10. I had a great and grievous trial of another kind while in Nebraska. When we removed to that far-off country, we left our eldest son in Ohio to look after our interests there, and to send off to us what goods we might require in our new home. The river Ohio, down which our goods had to be sent, was low at the time, and the steamer on which they were placed, while racing recklessly with another steamer, struck on a rock and was wrecked. There were over a thousand volumes of my books on board, the best and principal part of my library; nearly all my manuscripts too were on board, and much other property, amounting in value to twelve or thirteen hundred pounds; over $6,000; and nearly all was lost, or irreparably damaged.

This however was but a light part of the trial. As soon as my eldest son got news of the wreck, he hastened to the spot, to save what portions of our property he could. The weather was hot by day, and cold by night. Both the season and the place were unhealthy, and by his great anxiety, and excessive labors, and continual exposure, he brought on a violent fever. The first information we received about the matter was that he was dying. When the dreadful tidings reached us we were more than a thousand miles away. I started at once for Ohio, and made what haste I could to reach my son; but go what way I would, I must be four or five long days on the road, and four or five long nights. I took my way down the river. For four long days and four long dreary nights I travelled, in doubt all the time whether my child was dead or alive. And all that time I was unable to offer up a prayer, either for my son, myself, or the anxious and sorrowing ones I had left behind. Nor could I apply to myself a single consolatory promise of Scripture. My mad antichristian philosophy had robbed me of all. God and His Providence, Christ and His sympathy, heaven and its blessedness, were all gone, and nothing was left but the hard blank horrors of inexorable fate. My soul was shut up as in a dungeon, unable to help itself. It was stretched on a rack, and tortured with excruciating pain. Those four long dreary days and nights were the darkest and most miserable I ever passed. But God was merciful. I lived to reach the end of my dreadful journey, and He had spared my son. We embraced,—we wept. We were spared—the whole of our family were spared, thank God—for better days, and for a happier lot.

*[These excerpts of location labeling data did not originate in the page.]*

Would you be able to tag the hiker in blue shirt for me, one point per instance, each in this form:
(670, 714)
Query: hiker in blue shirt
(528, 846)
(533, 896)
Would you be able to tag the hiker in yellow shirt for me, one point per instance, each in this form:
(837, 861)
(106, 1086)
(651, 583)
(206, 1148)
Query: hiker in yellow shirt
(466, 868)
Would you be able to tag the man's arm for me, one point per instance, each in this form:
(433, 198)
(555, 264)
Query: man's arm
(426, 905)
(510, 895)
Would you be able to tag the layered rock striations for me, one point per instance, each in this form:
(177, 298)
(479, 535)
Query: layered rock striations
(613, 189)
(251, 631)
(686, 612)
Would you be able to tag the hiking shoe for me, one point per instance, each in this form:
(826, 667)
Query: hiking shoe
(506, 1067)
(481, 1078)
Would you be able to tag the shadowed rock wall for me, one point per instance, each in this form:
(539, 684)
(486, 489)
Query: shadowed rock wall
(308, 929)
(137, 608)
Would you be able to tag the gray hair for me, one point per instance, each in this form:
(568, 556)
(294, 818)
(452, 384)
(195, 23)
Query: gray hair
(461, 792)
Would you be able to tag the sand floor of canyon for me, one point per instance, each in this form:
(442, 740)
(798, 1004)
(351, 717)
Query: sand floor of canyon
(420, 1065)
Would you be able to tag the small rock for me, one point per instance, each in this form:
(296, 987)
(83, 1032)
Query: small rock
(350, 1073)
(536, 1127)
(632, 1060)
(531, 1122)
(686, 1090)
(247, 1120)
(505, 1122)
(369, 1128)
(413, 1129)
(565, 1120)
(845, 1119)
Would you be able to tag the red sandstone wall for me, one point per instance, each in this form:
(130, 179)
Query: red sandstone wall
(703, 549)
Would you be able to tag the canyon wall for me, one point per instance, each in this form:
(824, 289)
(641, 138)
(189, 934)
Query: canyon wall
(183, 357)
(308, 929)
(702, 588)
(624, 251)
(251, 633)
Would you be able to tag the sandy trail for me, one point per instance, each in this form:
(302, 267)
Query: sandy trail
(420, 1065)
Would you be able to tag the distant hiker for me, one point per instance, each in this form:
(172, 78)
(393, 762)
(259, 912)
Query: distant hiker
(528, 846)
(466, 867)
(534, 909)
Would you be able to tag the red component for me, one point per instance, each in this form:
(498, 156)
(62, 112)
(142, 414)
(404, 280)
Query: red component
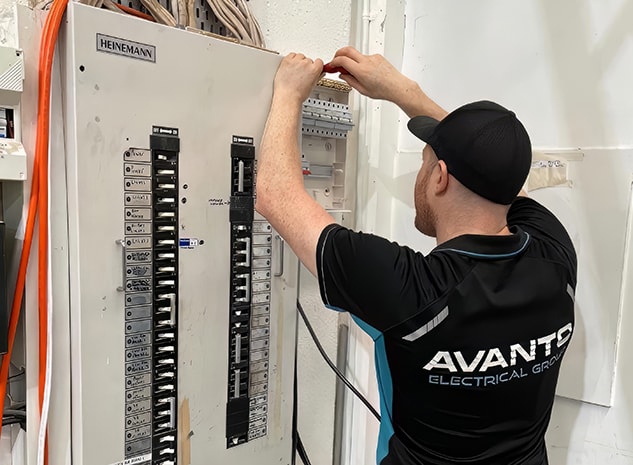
(328, 68)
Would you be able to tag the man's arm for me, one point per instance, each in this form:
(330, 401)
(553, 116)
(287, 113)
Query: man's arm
(374, 77)
(281, 196)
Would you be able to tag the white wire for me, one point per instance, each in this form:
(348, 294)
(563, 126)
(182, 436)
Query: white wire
(41, 438)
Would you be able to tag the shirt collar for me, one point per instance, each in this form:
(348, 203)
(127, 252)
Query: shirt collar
(487, 247)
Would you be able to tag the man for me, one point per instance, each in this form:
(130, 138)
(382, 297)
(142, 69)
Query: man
(469, 338)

11. There were other events which befell me while I was in Nebraska, that had a salutary influence on my mind. I was frequently in the greatest danger, and was as frequently preserved from harm. As I have said, I slept three nights with a rattlesnake within three inches of my breast. My eldest son slept repeatedly in the same terrible position; yet we both escaped unhurt. Once I was within an inch—within a hair's breadth, I may say—of being killed by the kick of a horse. On another occasion, when my eldest son was forking hay in the field, and I was piling it on the wagon, he heard a rattlesnake, and looked all round upon the ground to find it, with a view to kill it, but looked in vain. At length, turning his eyes upwards, he saw it writhing and wriggling on one of the prongs of his hayfork, which he was holding up in the air. He had pierced the deadly creature while forking the hay, and I had taken the hay from the fork with my naked hands, and escaped unbitten. I had quite a multitude of escapes from deadly peril, some more remarkable than those I have described. And there were times when the thoughts of those wonderful deliverances made me feel, that there were far more incredible doctrines than that of a watchful and gracious Providence.